November 10, 2011 03:58 am | Updated November 16, 2021 11:55 pm IST - NEW DELHI:

Ahead of the South Asian Association of Regional Cooperation (SAARC) summit that begins in the Maldives on Thursday, India and Pakistan have come out with different positions on need to induct more observers and enhance the role of the existing ones.

Pakistan has suggested that the moratorium on induction of observers be lifted. It supported Turkey's request for becoming one. It has also welcomed China's interest in an interactive partnership with the SAARC.

But India believes that the organisation's internal processes and institutions must be stabilised, than adding more observers. The eight-member SAARC now has nine observers. Perhaps, it is one of the regional groupings in which observers outnumber members.

Official sources said the SAARC should focus on providing more ballast to its Secretariat and begin the hard work of implementing the decisions taken at the previous summits, than making it flabbier.

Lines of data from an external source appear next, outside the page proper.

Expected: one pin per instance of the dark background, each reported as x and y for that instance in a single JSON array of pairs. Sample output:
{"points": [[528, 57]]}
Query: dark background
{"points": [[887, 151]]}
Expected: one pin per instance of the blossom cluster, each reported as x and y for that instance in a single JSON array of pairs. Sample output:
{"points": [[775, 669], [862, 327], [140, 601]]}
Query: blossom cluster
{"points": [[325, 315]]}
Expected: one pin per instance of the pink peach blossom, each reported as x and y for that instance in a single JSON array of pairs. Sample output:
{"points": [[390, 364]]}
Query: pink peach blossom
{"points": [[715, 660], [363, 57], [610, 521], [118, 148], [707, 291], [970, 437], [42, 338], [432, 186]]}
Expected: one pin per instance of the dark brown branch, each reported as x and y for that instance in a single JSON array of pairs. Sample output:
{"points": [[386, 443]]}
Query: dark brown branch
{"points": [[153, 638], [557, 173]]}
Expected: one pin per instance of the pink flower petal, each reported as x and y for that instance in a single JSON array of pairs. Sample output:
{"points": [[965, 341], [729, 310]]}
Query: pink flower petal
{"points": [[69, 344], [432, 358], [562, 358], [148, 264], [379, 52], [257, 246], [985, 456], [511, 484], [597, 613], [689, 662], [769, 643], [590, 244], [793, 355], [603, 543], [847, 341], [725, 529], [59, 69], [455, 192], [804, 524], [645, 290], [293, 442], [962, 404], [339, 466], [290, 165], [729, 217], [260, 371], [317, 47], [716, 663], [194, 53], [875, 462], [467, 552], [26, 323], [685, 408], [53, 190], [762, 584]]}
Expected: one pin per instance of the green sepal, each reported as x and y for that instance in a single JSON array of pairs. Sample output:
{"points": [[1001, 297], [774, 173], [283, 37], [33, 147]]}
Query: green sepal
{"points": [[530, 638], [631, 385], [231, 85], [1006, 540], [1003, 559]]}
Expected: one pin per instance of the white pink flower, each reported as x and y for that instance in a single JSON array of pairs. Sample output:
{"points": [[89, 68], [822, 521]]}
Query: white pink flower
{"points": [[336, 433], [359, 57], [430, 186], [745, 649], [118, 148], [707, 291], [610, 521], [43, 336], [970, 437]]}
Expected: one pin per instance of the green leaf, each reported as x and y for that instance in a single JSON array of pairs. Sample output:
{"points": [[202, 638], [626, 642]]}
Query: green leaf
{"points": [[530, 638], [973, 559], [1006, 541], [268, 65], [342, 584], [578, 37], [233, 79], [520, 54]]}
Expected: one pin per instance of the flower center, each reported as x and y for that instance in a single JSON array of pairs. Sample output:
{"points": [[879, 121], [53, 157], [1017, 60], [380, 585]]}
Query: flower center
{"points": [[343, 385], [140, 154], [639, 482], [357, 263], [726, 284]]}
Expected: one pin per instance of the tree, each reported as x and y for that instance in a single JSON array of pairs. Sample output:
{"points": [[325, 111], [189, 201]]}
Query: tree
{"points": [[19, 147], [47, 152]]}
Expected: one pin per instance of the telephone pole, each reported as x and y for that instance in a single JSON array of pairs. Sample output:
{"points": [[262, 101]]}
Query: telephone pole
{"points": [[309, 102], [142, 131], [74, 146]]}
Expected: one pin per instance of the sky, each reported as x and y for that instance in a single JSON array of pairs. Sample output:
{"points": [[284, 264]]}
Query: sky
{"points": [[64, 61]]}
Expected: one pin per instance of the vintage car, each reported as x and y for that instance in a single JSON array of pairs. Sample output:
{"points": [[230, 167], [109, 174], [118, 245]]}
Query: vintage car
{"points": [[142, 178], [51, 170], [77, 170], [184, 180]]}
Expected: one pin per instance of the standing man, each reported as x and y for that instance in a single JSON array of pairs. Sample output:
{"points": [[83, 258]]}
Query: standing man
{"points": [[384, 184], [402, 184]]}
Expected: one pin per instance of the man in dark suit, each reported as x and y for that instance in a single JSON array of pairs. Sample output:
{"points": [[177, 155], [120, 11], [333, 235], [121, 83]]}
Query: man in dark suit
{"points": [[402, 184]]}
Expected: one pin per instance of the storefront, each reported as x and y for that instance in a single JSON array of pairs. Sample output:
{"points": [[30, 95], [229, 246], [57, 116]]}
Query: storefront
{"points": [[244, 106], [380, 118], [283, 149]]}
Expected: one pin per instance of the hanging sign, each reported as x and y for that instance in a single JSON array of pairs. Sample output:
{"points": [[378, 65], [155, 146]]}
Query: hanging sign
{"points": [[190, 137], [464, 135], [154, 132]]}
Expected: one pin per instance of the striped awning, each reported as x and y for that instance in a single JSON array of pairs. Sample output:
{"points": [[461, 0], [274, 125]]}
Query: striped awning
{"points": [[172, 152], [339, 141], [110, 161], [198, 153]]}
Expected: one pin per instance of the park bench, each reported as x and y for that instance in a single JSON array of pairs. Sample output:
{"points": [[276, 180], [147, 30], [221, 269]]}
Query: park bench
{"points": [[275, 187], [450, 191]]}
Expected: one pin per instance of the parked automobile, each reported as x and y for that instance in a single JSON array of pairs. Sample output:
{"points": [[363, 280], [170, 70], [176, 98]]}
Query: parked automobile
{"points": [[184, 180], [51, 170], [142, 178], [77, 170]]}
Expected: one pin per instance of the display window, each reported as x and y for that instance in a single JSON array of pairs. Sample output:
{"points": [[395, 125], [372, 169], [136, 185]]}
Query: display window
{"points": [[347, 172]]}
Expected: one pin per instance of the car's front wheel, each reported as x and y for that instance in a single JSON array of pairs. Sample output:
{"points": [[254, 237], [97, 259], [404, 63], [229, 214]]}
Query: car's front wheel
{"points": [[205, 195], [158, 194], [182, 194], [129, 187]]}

The SAARC's engagement with the observers was based on the Guidelines for Cooperation with Observers, adopted by the Colombo summit in 2008, the sources said. Their role was enhanced at the previous summit in Delhi by their having been invited for the inaugural and closing sessions of the summits. It was at Colombo that the SAARC decided to impose a moratorium on admission of more observers.

In fact, at the previous SAARC summits, India has suspected countries other than Pakistan of trying to add more observers or attempting to increase their role in an attempt to curtail India's influence in the grouping, where it has all-weather allies like the Maldives, Bhutan and Sri Lanka, and lately Afghanistan.

Three summits back, when India-Bangladesh ties were tense, New Delhi felt Dhaka was trying to step up China's role through the backdoor by seeking to increase its participation in some of the sub-groups set up by the SAARC. It had also felt the same way about Nepal some time back.

Pakistan remains unimpressed by India's line of reasoning. It points out that seeing the region's potential, the world was getting interested in the SAARC and besides increasing the number of observers the SAARC should consider establishing dialogue partnership with interested countries.

On the other hand, India says that while it is reassuring to note that the SAARC has more observers than members, which means the “rest of the world after 15 years of the setting up of the SAARC thinks it is worth coming to,” the SAARC should now carry on with the “hard, regular work” of implementing the decisions taken in the past.

Given the SAARC's tradition of taking decisions through consensus, the official sources said, the issue of including more observers or enhancing the role of the existing ones would be on the table. But given the current line-up, there was little possibility that the three-year-old moratorium would be lifted.